MONMOUTH, Ill. — An exhibition featuring the
sculptures of Tom Aprile will go on display Feb. 17 in Monmouth College’s
Len G. Everett Gallery in newly-renovated Hewes Library.
On March 21, the final day of the exhibit, there
will be a closing reception for the artist in the gallery at 2:30 p.m.
Both the exhibit and the reception are free and open to the public.
Aprile is an associate professor of art at the
University of Iowa, where he has chaired the sculpture department since
1995. He received a BFA degree from the Cleveland Institute of Art in
1976, and an MFA degree from Syracuse University in 1978.
“I have formed a sensibility layered with images
from my childhood in suburbia and a need to accumulate fragments or
evidence from the domestic, natural and architectural worlds,” said Aprile
of his artistic style.
In 1992, Aprile received a Fulbright Scholarship
to study in Nigeria with a traditional Yoruba wood carver. The experience,
he said, was “life- and art-changing” for him.
“Yoruba sculptors value the technical ability to
carve a chain out of one piece of wood,” said Aprile. “The chain is an
important icon in the Yoruban creation myth, and the use of the chain
image has liberated my sculpture of the last six years by animating it.”
Aprile’s most recent work continues to explore
what he calls the use of “multiple layers of branch chains, bureau drawers
and letters of the alphabet as I dig deeper into my suburban childhood’s
family mysteries and fears.”
Aprile has been the recipient of numerous honors
and awards, including two Pollock/ Krasner Foundation Fellowships; a New
York Foundation for the Arts Fellowship; and several art colony
residencies, including Yaddo, the Edward Albee Foundation Fellowship, and
the Virginia Center for the Creative Arts.
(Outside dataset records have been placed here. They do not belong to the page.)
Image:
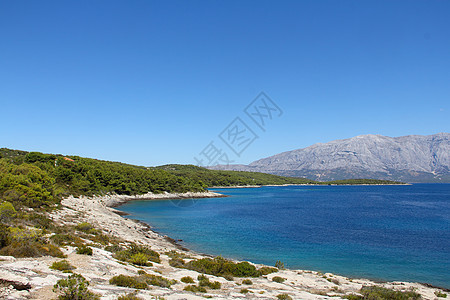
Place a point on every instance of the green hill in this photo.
(230, 178)
(34, 179)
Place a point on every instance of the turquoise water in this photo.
(376, 232)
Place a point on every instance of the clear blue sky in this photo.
(153, 82)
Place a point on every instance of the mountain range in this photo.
(412, 158)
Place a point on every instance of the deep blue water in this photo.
(376, 232)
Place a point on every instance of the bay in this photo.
(377, 232)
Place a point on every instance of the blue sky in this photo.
(154, 82)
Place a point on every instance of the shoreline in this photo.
(307, 184)
(99, 268)
(217, 195)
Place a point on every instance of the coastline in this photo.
(100, 211)
(306, 184)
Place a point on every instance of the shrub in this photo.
(128, 281)
(204, 281)
(4, 236)
(139, 259)
(84, 226)
(194, 289)
(7, 212)
(74, 287)
(440, 294)
(279, 265)
(335, 281)
(130, 296)
(84, 250)
(278, 279)
(125, 255)
(284, 297)
(187, 279)
(222, 267)
(31, 249)
(66, 239)
(175, 254)
(62, 265)
(267, 270)
(113, 248)
(177, 262)
(157, 280)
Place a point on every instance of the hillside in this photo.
(411, 158)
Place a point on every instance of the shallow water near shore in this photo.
(377, 232)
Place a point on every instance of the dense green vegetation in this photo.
(215, 178)
(220, 266)
(142, 281)
(35, 179)
(229, 178)
(74, 287)
(32, 183)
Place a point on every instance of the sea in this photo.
(379, 232)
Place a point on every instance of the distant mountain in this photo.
(412, 158)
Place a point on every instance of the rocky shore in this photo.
(31, 278)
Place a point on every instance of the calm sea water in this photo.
(376, 232)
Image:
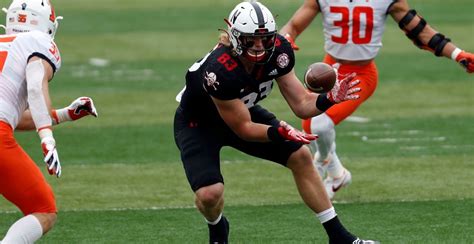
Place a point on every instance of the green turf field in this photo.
(412, 162)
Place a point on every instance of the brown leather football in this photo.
(320, 77)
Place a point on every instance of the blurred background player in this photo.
(28, 59)
(353, 36)
(218, 107)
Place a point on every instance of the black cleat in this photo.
(219, 233)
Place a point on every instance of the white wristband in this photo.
(455, 53)
(63, 115)
(45, 133)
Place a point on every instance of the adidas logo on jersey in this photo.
(273, 73)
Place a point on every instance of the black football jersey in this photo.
(221, 75)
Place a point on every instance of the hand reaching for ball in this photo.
(344, 89)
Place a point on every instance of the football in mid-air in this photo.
(320, 77)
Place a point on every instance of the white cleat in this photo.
(359, 241)
(333, 185)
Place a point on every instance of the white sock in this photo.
(26, 230)
(215, 221)
(326, 215)
(335, 168)
(323, 126)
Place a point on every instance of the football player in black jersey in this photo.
(218, 107)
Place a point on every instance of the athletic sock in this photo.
(218, 230)
(337, 233)
(25, 230)
(335, 168)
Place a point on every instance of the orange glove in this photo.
(464, 58)
(292, 42)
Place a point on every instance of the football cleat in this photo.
(333, 185)
(359, 241)
(219, 234)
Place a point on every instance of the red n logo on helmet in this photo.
(52, 15)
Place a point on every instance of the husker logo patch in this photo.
(283, 60)
(211, 79)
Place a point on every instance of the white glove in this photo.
(51, 158)
(81, 107)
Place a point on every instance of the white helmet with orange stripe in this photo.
(28, 15)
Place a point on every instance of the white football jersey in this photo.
(15, 51)
(353, 29)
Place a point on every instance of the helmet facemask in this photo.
(248, 23)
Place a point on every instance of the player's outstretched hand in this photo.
(466, 60)
(344, 89)
(289, 133)
(51, 158)
(81, 107)
(292, 42)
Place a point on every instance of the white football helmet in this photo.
(252, 19)
(28, 15)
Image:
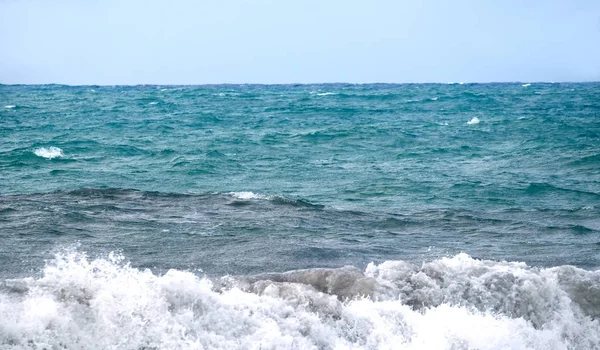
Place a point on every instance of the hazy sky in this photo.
(293, 41)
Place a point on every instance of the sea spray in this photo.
(457, 302)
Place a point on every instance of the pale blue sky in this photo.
(265, 41)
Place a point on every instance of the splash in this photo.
(453, 303)
(49, 152)
(473, 121)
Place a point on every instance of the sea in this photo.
(328, 216)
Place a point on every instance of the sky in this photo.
(110, 42)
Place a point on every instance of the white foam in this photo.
(49, 152)
(454, 303)
(475, 120)
(249, 195)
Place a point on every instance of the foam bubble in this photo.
(475, 120)
(451, 303)
(49, 152)
(248, 195)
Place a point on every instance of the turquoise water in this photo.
(202, 183)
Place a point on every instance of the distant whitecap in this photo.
(248, 195)
(49, 152)
(475, 120)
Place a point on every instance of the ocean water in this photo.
(419, 216)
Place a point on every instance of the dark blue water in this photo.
(251, 181)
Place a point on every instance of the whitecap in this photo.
(450, 303)
(475, 120)
(248, 195)
(49, 152)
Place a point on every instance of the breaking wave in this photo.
(49, 152)
(452, 303)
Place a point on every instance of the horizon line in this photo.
(309, 84)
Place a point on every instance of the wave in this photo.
(473, 121)
(49, 152)
(451, 303)
(275, 199)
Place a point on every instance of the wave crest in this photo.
(49, 152)
(456, 302)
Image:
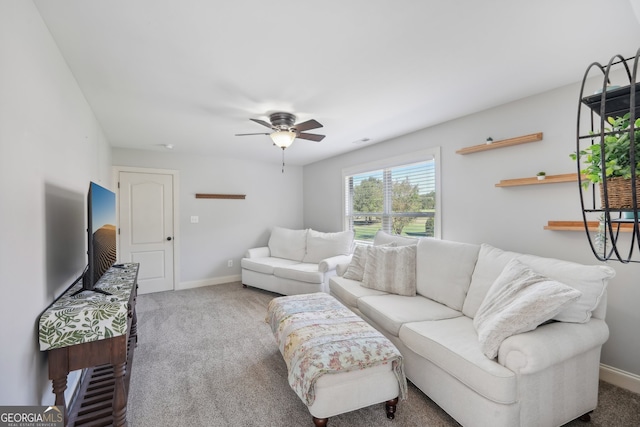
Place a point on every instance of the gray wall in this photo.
(51, 146)
(512, 218)
(226, 228)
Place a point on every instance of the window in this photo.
(399, 196)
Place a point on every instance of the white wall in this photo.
(226, 228)
(51, 146)
(512, 218)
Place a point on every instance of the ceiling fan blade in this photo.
(262, 122)
(311, 136)
(308, 125)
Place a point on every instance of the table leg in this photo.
(119, 396)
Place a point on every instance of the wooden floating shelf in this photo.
(550, 179)
(502, 143)
(579, 226)
(220, 196)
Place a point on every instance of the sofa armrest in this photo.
(261, 252)
(331, 263)
(551, 344)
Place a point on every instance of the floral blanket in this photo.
(317, 335)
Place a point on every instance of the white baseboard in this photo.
(209, 282)
(620, 378)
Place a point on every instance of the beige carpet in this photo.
(205, 357)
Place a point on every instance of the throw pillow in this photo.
(288, 244)
(518, 301)
(325, 245)
(384, 238)
(391, 269)
(355, 271)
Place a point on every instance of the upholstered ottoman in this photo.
(336, 361)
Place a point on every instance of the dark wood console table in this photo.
(98, 333)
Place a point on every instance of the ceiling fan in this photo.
(285, 130)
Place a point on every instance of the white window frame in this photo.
(404, 159)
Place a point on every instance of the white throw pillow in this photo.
(288, 244)
(391, 269)
(355, 271)
(518, 301)
(326, 245)
(591, 280)
(384, 238)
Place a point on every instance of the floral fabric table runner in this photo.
(318, 335)
(89, 316)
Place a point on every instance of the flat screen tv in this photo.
(101, 232)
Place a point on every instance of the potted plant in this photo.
(616, 163)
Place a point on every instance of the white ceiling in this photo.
(192, 72)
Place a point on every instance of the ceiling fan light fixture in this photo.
(283, 138)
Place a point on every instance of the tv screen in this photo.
(101, 232)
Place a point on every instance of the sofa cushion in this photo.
(390, 312)
(452, 345)
(265, 265)
(518, 301)
(325, 245)
(288, 244)
(590, 280)
(444, 269)
(348, 291)
(383, 238)
(302, 272)
(391, 269)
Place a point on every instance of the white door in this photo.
(146, 228)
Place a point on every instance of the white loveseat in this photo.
(547, 376)
(296, 261)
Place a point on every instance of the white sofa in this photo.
(545, 377)
(296, 261)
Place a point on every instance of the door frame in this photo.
(176, 211)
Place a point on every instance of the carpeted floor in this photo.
(205, 357)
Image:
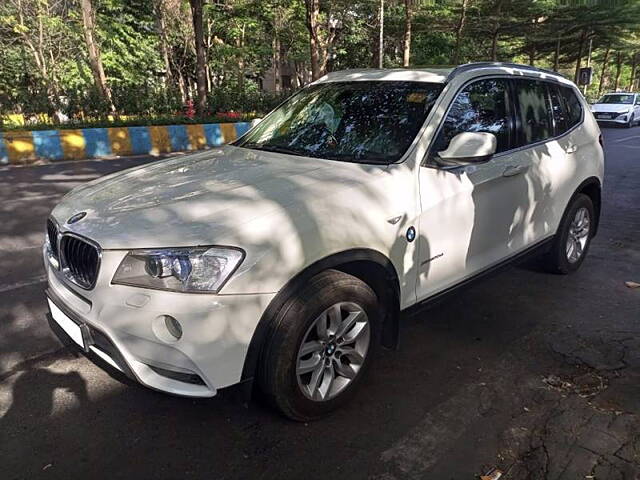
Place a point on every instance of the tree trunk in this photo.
(603, 74)
(459, 29)
(583, 37)
(556, 56)
(95, 61)
(201, 57)
(240, 45)
(634, 67)
(496, 31)
(406, 41)
(381, 36)
(313, 12)
(532, 56)
(277, 73)
(494, 45)
(618, 70)
(165, 51)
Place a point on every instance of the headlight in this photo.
(194, 270)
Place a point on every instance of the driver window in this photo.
(482, 106)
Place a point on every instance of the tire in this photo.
(559, 260)
(299, 322)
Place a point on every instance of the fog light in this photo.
(173, 326)
(167, 328)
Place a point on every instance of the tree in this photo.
(95, 60)
(464, 6)
(201, 55)
(406, 39)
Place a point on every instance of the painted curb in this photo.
(19, 148)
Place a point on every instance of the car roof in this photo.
(438, 75)
(431, 75)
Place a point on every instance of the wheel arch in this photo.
(592, 188)
(370, 266)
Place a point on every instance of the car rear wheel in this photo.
(320, 346)
(573, 238)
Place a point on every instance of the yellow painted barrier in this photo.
(160, 142)
(19, 146)
(73, 143)
(197, 140)
(228, 132)
(120, 140)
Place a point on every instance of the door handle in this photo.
(513, 170)
(571, 149)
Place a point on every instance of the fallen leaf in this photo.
(494, 474)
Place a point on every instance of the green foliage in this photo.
(148, 51)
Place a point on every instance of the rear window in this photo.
(574, 107)
(558, 110)
(533, 111)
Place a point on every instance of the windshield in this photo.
(626, 99)
(364, 122)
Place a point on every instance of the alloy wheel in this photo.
(578, 235)
(333, 351)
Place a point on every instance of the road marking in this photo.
(24, 283)
(626, 138)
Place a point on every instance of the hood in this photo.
(611, 107)
(200, 198)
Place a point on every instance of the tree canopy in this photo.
(93, 58)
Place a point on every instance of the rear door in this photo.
(539, 156)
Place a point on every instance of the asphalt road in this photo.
(536, 374)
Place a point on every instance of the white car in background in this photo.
(286, 257)
(618, 108)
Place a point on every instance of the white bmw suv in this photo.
(284, 259)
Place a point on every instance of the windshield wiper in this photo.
(273, 148)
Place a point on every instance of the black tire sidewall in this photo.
(279, 380)
(559, 255)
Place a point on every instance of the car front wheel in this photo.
(320, 345)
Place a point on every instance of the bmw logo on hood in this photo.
(76, 218)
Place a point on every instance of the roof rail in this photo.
(477, 65)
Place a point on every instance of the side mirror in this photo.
(468, 148)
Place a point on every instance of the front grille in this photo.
(608, 115)
(80, 260)
(52, 234)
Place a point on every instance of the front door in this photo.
(468, 214)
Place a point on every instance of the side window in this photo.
(482, 106)
(558, 110)
(574, 107)
(533, 112)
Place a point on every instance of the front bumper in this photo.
(621, 119)
(122, 325)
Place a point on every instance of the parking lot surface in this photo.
(537, 375)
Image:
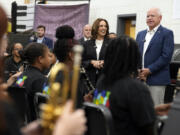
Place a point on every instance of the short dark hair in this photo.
(33, 51)
(122, 59)
(41, 26)
(95, 28)
(64, 43)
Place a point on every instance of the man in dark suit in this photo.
(156, 45)
(40, 37)
(86, 34)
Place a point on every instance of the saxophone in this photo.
(59, 92)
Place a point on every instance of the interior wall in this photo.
(110, 11)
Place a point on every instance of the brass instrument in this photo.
(177, 87)
(59, 92)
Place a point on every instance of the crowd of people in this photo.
(129, 76)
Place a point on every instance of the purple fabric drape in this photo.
(53, 16)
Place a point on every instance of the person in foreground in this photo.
(127, 98)
(70, 123)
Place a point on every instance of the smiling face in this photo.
(87, 31)
(102, 29)
(153, 18)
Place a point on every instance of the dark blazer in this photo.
(81, 41)
(90, 54)
(47, 41)
(158, 55)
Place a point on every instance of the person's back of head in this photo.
(37, 54)
(122, 59)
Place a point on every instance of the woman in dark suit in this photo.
(94, 49)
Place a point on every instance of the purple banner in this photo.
(53, 16)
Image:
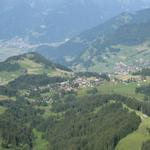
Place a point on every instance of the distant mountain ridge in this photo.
(44, 21)
(102, 47)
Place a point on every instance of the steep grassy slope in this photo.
(29, 63)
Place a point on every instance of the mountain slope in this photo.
(125, 39)
(29, 63)
(40, 21)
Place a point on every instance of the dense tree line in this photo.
(86, 127)
(17, 123)
(144, 90)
He has had many one-person
shows in New York, Chicago, and Los Angeles and in commercial and
university galleries and museums across the country.
Aprile has also taught at the University of
Oklahoma; the Cleveland Institute of Art, the Skowhegan School of Painting
and Sculpture, Obafemi Awolowo University in Ife, Nigeria, the Lincoln
Center Institute, and the Museum of Modern Art in New York City.
The artist says he is currently exploring the
possibility of building large-scale labyrinths based on a series of
drawings that were on display in January at the Sonia Zaks Gallery in
Chicago.
The Len G. Everett Gallery is open during regular
library hours: Sunday, 1 p.m. to midnight; Monday through Thursday, 8 a.m.
to midnight; Friday, 8 a.m. to 4:30 p.m.; and Saturday, 9 a.m. to 5 p.m.